Things that aren’t what they seem are the norm at MM6. A jumpsuit is actually two pairs of pants, conjoined at the waist, the upper pair flipped up over the shoulders. A white dress is the brand’s signature chair cover in white muslin transposed seam for seam as a bib dress. A necklace is a giant, blown-up ring. Nearly every single item contains some kind of clever trick.
Even months of working apart over Zoom couldn’t diminish the MM6 mentality. Perhaps the distance only enhanced it. Eschewing print and color—too hard to see clearly over Zoom, a brand representative said—in favor of standard white, black, beige, and denim, the design team was left to focus on form and function. Playfulness abounds. On a legible level are the hybridized and deconstructed garments: a silk maxiskirt meant to look like a folded-down slip, a trench sliced at the waist into a skirt and jacket, the ultimate shoe pants in thigh highs that mimic the leg of a jean over an ankle boot. Then, there is the delightfully bizarre: tripartite slit leather shoes that can be worn a myriad of ways, from shoe to slipper to sandal. Amid a season of at-home mailers, MM6’s is the strangest: a metal can and string. The list of imaginative uses for it is the size of a poster.

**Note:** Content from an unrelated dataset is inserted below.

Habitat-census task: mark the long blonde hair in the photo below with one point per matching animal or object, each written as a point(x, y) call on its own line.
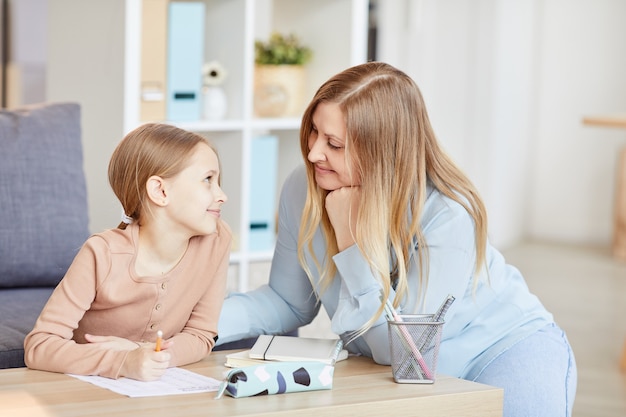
point(150, 149)
point(392, 147)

The question is: All this weirdness to what end? Martin Margiela, the brand’s enigmatic founder, could speak directly to his moment with his subversion. What does a bifurcated MM6 studio robe say about the now? That we miss the uniformity and community of office life? (The brand’s video certainly enforces that reading.) The most compelling pieces here are not the trickiest, but the simplest. A pinstripe gray suit with cropped sleeves and wide-leg trousers is hard to resist, a piece that invites the wearer to make it weird in their own way.